Shea nuts being ground into a paste in Burkina Faso. CIFOR/Ollivier Girard

Acknowledge difference between tree and land tenure to enhance landscapes, urge GLF delegates

Rights in question
Wed September 2018

NAIROBI (Landscape News) – Land tenure rights are widely recognized as being central to advancing sustainable development goals, but they are only one part of the picture.

As it happens, tenure rights to trees are entangled with, but different from, those to land, meaning both must be acknowledged to incentivize stewardship of the landscape by local communities, said delegates at the Global Landscapes Forum (GLF) in Nairobi.

This is one of the main takeaways from the panel Rights, access, and values: trees in shifting economic and political contexts – new insights from sub-Saharan Africa, co-hosted by two CGIAR research programs: Forests, Trees and Agroforestry (FTA) and Policies, Institutions, and Markets (PIM)s. The panel was chaired by Frank Place, PIM Director.

“We need to do more work to differentiate tree tenure from land tenure,” said Andrew Wardell, senior research associate at the Center for International Forest Research (CIFOR) and co-author of a study exploring shifts in shea tenure in Burkina Faso.

ACCESS TO SHEA

Claiming tenure over the trees one has planted is a widespread convention across Africa, but shea trees grow wild, so farmers have historically selected and protected them on their lands.

Researchers questioned whether a shea tree belongs to the family that first selected and saved the tree, the family that protected and managed it afterwards. Considerations also included determining whether shea belongs to the wild tree category, in which case, access to the tree is closely linked to access to land.

How these concerns are addressed determines who stands to gain access to, and reap benefits from, a natural resource. Particularly, since customary institutions that formerly regulated access to land and trees are being weakened by new, and rapidly-changing social and economic contexts.

“Internal migration driven by climate change, and a boom in the shea trade are two of the key issues playing out in Burkina Faso as a key shea producer country,” explained Wardell. Traditionally, the kernels were seen as an abundant communal resource, which women collected to derive a reliable year-round source of income.

Yet, customary rules are now failing to keep pace with the new, highly competitive context, noted Wardell. In southwestern Burkina Faso, men increasingly claim ownership of the trees growing in their fields; there are fewer communal areas where access to shea is open to all; and access to an increasingly scarce and marketable resource is pitting first-settlers against new-comers, internal migrants that flee desertification in northern regions of the country.

Researchers observed that “first-comers” try to link access to shea with access to land, which they control.

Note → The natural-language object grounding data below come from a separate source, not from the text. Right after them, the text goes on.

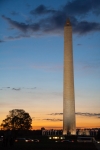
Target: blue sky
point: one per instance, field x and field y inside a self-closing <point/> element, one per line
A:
<point x="31" y="59"/>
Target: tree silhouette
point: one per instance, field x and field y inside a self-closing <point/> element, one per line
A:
<point x="17" y="119"/>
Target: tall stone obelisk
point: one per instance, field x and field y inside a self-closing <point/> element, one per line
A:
<point x="69" y="123"/>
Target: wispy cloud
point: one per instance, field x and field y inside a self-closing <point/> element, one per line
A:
<point x="47" y="67"/>
<point x="41" y="9"/>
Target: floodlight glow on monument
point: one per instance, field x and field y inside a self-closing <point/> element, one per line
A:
<point x="69" y="123"/>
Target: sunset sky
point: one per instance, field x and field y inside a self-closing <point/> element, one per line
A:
<point x="31" y="60"/>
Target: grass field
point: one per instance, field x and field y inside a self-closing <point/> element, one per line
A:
<point x="49" y="146"/>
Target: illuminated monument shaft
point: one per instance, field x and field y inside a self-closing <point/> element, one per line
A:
<point x="69" y="124"/>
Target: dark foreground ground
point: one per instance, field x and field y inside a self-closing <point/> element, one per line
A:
<point x="50" y="146"/>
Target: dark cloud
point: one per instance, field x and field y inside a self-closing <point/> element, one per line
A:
<point x="53" y="119"/>
<point x="21" y="26"/>
<point x="41" y="9"/>
<point x="81" y="114"/>
<point x="54" y="22"/>
<point x="81" y="8"/>
<point x="86" y="27"/>
<point x="16" y="89"/>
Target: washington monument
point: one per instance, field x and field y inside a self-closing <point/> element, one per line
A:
<point x="69" y="124"/>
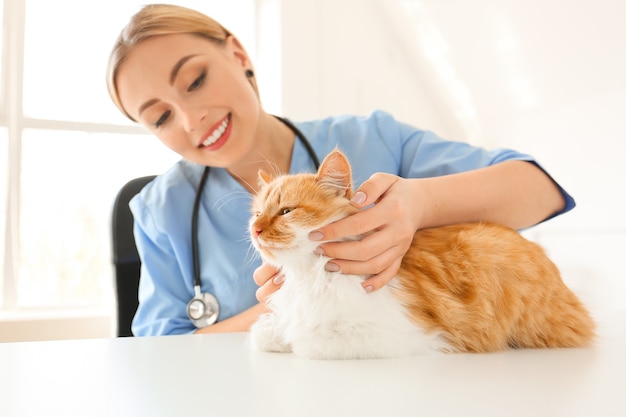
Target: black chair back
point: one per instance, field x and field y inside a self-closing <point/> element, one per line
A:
<point x="125" y="257"/>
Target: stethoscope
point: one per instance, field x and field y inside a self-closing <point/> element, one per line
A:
<point x="204" y="308"/>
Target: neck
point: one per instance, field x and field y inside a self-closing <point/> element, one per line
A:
<point x="272" y="153"/>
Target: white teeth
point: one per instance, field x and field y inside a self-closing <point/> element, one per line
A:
<point x="217" y="133"/>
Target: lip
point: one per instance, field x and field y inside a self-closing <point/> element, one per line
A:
<point x="222" y="140"/>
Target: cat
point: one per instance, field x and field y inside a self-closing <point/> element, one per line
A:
<point x="472" y="287"/>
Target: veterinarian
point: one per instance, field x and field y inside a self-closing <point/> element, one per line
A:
<point x="190" y="82"/>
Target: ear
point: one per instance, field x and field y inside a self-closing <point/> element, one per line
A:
<point x="264" y="178"/>
<point x="335" y="172"/>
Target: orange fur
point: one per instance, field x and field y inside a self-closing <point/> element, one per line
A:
<point x="483" y="286"/>
<point x="488" y="288"/>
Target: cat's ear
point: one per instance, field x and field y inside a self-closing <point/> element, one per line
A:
<point x="264" y="178"/>
<point x="335" y="172"/>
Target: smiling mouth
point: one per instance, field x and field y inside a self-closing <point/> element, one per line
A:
<point x="217" y="133"/>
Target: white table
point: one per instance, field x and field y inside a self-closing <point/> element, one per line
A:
<point x="217" y="375"/>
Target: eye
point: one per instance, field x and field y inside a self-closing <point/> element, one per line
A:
<point x="162" y="119"/>
<point x="197" y="82"/>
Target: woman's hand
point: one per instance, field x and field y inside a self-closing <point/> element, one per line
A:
<point x="389" y="225"/>
<point x="269" y="279"/>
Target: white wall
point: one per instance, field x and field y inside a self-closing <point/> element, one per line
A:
<point x="545" y="77"/>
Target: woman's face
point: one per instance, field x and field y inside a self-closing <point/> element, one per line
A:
<point x="193" y="94"/>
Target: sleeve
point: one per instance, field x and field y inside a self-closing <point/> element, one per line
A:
<point x="163" y="295"/>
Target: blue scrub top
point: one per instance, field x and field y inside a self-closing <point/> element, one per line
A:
<point x="162" y="211"/>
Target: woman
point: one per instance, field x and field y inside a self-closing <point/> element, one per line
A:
<point x="191" y="83"/>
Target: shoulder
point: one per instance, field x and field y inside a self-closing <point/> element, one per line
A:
<point x="170" y="193"/>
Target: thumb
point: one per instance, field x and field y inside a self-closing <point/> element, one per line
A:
<point x="372" y="190"/>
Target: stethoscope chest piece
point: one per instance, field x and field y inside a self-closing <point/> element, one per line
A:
<point x="203" y="309"/>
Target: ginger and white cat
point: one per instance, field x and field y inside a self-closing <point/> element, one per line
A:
<point x="474" y="287"/>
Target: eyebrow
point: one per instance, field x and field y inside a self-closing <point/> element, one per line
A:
<point x="173" y="76"/>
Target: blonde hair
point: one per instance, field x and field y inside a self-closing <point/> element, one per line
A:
<point x="160" y="19"/>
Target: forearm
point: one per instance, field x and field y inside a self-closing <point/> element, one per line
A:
<point x="514" y="193"/>
<point x="238" y="323"/>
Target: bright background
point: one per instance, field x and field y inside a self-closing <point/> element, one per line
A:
<point x="544" y="77"/>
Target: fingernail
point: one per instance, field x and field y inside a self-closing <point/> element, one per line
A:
<point x="358" y="198"/>
<point x="331" y="267"/>
<point x="279" y="279"/>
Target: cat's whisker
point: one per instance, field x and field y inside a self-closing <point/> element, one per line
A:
<point x="225" y="199"/>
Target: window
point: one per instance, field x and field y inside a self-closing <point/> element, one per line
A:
<point x="65" y="150"/>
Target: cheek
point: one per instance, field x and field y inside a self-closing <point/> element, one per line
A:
<point x="175" y="140"/>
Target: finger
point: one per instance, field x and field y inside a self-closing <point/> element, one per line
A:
<point x="371" y="190"/>
<point x="373" y="266"/>
<point x="270" y="287"/>
<point x="378" y="281"/>
<point x="394" y="242"/>
<point x="355" y="225"/>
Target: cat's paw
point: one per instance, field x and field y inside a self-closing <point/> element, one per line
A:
<point x="265" y="337"/>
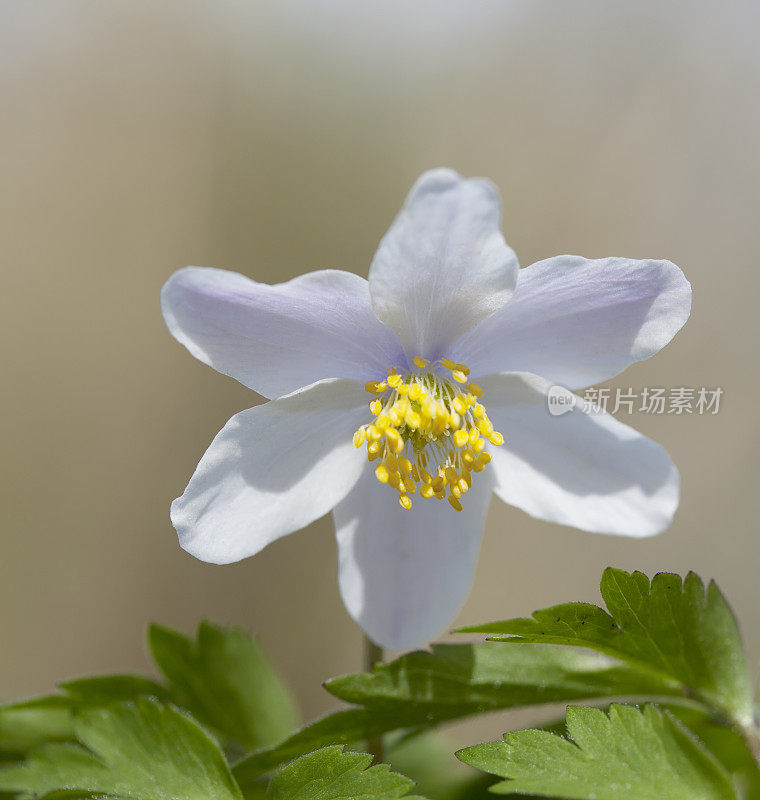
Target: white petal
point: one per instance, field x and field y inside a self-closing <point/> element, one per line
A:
<point x="578" y="321"/>
<point x="444" y="265"/>
<point x="276" y="339"/>
<point x="404" y="574"/>
<point x="271" y="470"/>
<point x="585" y="470"/>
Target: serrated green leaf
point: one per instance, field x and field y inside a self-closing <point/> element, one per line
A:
<point x="136" y="750"/>
<point x="105" y="689"/>
<point x="225" y="680"/>
<point x="26" y="725"/>
<point x="674" y="629"/>
<point x="335" y="774"/>
<point x="423" y="689"/>
<point x="429" y="761"/>
<point x="727" y="745"/>
<point x="625" y="753"/>
<point x="24" y="729"/>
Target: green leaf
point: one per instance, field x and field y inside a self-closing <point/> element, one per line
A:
<point x="334" y="774"/>
<point x="105" y="689"/>
<point x="626" y="753"/>
<point x="26" y="725"/>
<point x="423" y="689"/>
<point x="727" y="745"/>
<point x="429" y="761"/>
<point x="137" y="750"/>
<point x="225" y="680"/>
<point x="671" y="628"/>
<point x="24" y="729"/>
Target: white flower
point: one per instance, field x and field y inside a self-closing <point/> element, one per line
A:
<point x="415" y="368"/>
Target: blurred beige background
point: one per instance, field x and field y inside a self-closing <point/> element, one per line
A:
<point x="279" y="137"/>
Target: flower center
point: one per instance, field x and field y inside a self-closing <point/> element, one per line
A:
<point x="429" y="432"/>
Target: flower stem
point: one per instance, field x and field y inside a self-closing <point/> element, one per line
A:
<point x="373" y="655"/>
<point x="751" y="736"/>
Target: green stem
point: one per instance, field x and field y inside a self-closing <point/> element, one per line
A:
<point x="373" y="655"/>
<point x="751" y="734"/>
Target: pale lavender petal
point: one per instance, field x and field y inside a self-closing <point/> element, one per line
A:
<point x="577" y="321"/>
<point x="272" y="470"/>
<point x="404" y="574"/>
<point x="443" y="266"/>
<point x="589" y="471"/>
<point x="276" y="339"/>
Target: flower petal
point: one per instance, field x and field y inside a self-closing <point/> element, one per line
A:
<point x="578" y="321"/>
<point x="276" y="339"/>
<point x="585" y="470"/>
<point x="271" y="470"/>
<point x="404" y="574"/>
<point x="444" y="265"/>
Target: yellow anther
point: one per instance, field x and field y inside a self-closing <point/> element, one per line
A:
<point x="432" y="428"/>
<point x="412" y="419"/>
<point x="455" y="504"/>
<point x="452" y="476"/>
<point x="485" y="427"/>
<point x="460" y="438"/>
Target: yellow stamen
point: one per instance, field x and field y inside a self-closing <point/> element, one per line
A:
<point x="428" y="431"/>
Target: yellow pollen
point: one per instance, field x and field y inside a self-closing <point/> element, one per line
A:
<point x="428" y="431"/>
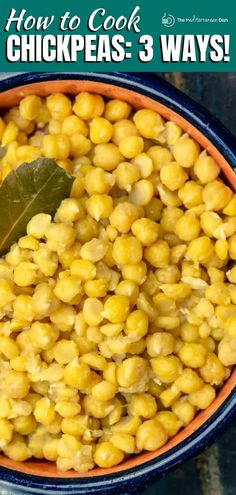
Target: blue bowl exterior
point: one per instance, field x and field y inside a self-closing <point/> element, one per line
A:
<point x="132" y="480"/>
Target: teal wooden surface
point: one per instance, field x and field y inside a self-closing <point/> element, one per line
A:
<point x="213" y="472"/>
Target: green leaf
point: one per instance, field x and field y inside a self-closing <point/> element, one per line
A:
<point x="37" y="187"/>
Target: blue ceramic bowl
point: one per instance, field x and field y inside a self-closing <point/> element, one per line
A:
<point x="133" y="475"/>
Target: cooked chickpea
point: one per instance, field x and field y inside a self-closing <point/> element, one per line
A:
<point x="173" y="176"/>
<point x="186" y="151"/>
<point x="151" y="435"/>
<point x="149" y="123"/>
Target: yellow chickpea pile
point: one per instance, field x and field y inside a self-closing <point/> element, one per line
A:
<point x="118" y="316"/>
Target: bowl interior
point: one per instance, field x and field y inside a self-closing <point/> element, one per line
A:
<point x="12" y="97"/>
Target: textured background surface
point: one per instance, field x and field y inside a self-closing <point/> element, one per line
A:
<point x="213" y="472"/>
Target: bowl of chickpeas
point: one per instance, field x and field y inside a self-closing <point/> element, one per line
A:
<point x="118" y="313"/>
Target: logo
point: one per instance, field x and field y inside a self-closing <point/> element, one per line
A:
<point x="168" y="20"/>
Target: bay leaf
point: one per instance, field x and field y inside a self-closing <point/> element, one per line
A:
<point x="36" y="187"/>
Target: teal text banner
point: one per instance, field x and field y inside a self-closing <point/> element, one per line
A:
<point x="105" y="35"/>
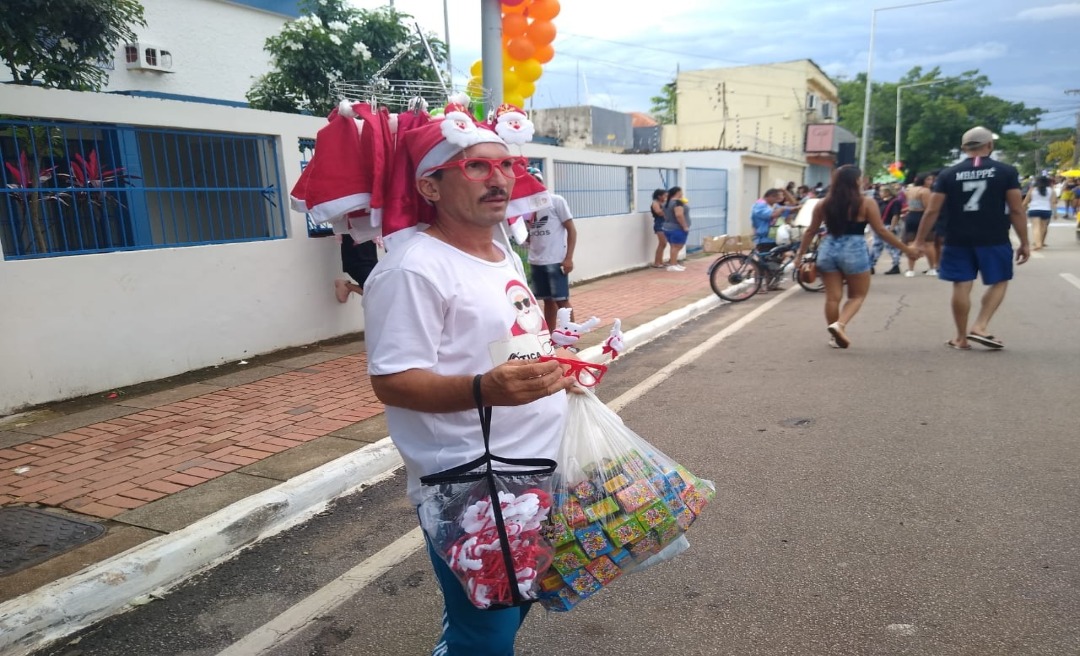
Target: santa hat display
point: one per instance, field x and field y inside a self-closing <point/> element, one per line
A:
<point x="362" y="178"/>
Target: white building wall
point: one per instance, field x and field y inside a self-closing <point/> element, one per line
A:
<point x="73" y="325"/>
<point x="216" y="49"/>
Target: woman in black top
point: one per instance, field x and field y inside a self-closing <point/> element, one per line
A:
<point x="657" y="209"/>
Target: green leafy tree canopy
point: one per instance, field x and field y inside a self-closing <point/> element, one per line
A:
<point x="333" y="42"/>
<point x="934" y="117"/>
<point x="61" y="43"/>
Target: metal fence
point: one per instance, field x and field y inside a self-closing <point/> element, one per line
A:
<point x="706" y="190"/>
<point x="648" y="181"/>
<point x="72" y="188"/>
<point x="593" y="189"/>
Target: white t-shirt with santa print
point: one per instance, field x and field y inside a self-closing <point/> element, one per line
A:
<point x="548" y="232"/>
<point x="432" y="307"/>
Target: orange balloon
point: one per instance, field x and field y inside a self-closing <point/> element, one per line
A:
<point x="543" y="53"/>
<point x="514" y="25"/>
<point x="543" y="10"/>
<point x="541" y="32"/>
<point x="521" y="49"/>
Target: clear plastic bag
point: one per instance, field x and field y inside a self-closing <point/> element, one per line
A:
<point x="619" y="505"/>
<point x="497" y="551"/>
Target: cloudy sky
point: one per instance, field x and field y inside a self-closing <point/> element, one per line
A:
<point x="611" y="56"/>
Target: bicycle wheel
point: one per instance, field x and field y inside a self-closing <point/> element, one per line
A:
<point x="734" y="278"/>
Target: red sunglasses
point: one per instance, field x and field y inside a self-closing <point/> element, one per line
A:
<point x="586" y="373"/>
<point x="481" y="169"/>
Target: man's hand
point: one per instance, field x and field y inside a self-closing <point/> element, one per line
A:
<point x="521" y="382"/>
<point x="1023" y="253"/>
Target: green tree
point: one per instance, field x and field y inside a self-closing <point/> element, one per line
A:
<point x="664" y="105"/>
<point x="934" y="117"/>
<point x="333" y="42"/>
<point x="61" y="43"/>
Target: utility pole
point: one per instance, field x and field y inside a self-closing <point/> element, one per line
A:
<point x="1076" y="141"/>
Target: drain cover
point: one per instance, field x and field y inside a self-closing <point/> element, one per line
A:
<point x="29" y="536"/>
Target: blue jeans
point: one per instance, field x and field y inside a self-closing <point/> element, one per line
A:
<point x="468" y="630"/>
<point x="880" y="245"/>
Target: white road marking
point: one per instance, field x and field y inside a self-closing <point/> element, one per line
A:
<point x="284" y="627"/>
<point x="1072" y="280"/>
<point x="281" y="629"/>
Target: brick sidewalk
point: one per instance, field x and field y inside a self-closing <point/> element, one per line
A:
<point x="158" y="445"/>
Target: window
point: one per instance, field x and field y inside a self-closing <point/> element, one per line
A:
<point x="73" y="188"/>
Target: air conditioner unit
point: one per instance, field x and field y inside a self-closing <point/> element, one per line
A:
<point x="146" y="56"/>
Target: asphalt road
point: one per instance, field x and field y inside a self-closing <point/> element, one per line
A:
<point x="898" y="497"/>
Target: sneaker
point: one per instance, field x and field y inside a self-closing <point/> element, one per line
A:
<point x="341" y="290"/>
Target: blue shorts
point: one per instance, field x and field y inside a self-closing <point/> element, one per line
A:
<point x="468" y="629"/>
<point x="676" y="237"/>
<point x="549" y="281"/>
<point x="961" y="264"/>
<point x="847" y="254"/>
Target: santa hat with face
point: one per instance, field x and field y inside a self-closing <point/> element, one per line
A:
<point x="422" y="146"/>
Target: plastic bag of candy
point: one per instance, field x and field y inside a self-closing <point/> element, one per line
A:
<point x="619" y="505"/>
<point x="496" y="550"/>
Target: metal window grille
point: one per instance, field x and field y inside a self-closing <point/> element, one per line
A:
<point x="648" y="181"/>
<point x="593" y="189"/>
<point x="706" y="190"/>
<point x="73" y="188"/>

In response, “late-comers” claim access to the trees they protect and manage, or argue shea’s wild nature makes it a communal resource as part of their strategies to re-negotiate their rights of access.

NEW POWER RELATIONSHIPS

Women’s access to trees is also changing in Uganda. “Youth are cutting shea to obtain timber and fuelwood regardless of customary rules and a government ban,” said Concepta Mukasa, representative of the Association of Uganda Professional Women in Agriculture and the Environment.

“The more marketable shea becomes, the bigger the threat to the trees and to women’s livelihoods, so we are helping them come together to advocate for their access rights,” Mukasa explained.

On the bright side, women from the Baganda community in central Uganda are now starting to gain access to Natal fig or “Mutuba” (Ficus natalensis). “The tree used to signal chief-tenancy, so they were not allowed to plant it or even harvest its fruits; women in that area are not supposed to climb trees,” she pointed out.

Panelists from Ghana (Alberg Katako representing Civic Response) and Kenya (Ben Chikamai representing the Network for Natural Gums and Resins in Africa) echoed similar challenges at the intersection of tenure rights to land and to trees – a tension which increases with the commoditization of natural resources and population pressure. Additional welcome comments on the panel discussion were provided by Ruth Menzein-Dick from PIM who has a long history of working on land tenure rights and collective action.

Over 70 percent of people in sub-Saharan Africa depend on forests and woodlands for their livelihoods, but two thirds of the continental land-mass are degraded. In this context, a more nuanced approach to tenure rights will have to be part of the equation to build resilient landscapes and livelihoods, agreed the panelists.